Selon l’hebdomadaire français, si les marchés sont si puissants, c’est « parce qu’ils disposent d’une arme imparable : les États sont obligés de s’adresser à eux pour couvrir leur déficit ».
Le Canard rappelle qu’il n’en a pas toujours été ainsi : « Jusqu’en 1973, le Trésor public empruntait directement à la Banque de France. Mais cette année-là Pompidou (un banquier) interdit cette pratique, obligeant ainsi l’État à faire appel aux banques privées : celles-ci lui prêtent, en fixant le taux d’intérêt qui leur plaît. Depuis, tous les autres pays européens, et l’Europe elle-même, ont fait pareil. D’où cette situation grotesque : il est interdit aux États de se financer auprès de la Banque centrale européenne. Mais celle-ci peut refinancer à de très faibles taux les banques privées, lesquelles prêtent ensuite aux États à des taux nettement supérieurs! »

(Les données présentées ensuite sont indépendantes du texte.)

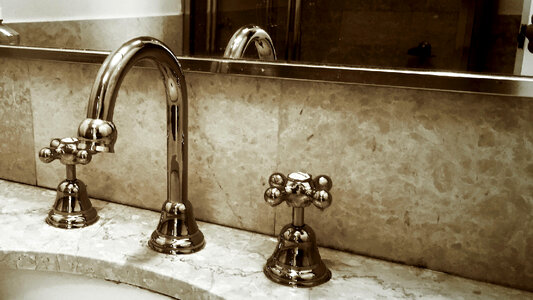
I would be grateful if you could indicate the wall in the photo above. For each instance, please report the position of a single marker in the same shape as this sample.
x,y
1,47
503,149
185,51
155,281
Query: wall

Cette analyse est tirée de l’ouvrage de Geoffrey Geuens, La finance imaginaire, anatomie du capitalisme : des « marchés financiers » à l’oligarchie (éditions Aden), dans lequel l’auteur nous montre les allers-retours du public au privé des dirigeants politiques « siégeant dans les conseils d’administration des trusts et des hedge funds, puis retournant dans le public prôner une meilleure gouvernance de la finance », comme l’illustrent aujourd’hui Mario Draghi, le nouveau président de la Banque centrale européenne, Mario Monti, le président désigné du Conseil italien, et Lucas Papadémos, le nouveau premier ministre grec, qui sont tous les trois d’anciens employés de Goldman Sachs!
Comme il y a encore des pans entiers des économies européennes qui n’ont pas été encore privatisées, les « marchés » n’ont pas fini de « plonger, rebondir et s’inquiéter à nouveau », imposant au passage plans de rigueur sur plans de rigueur, pour le plus grand bénéfice de ceux qui les manipulent.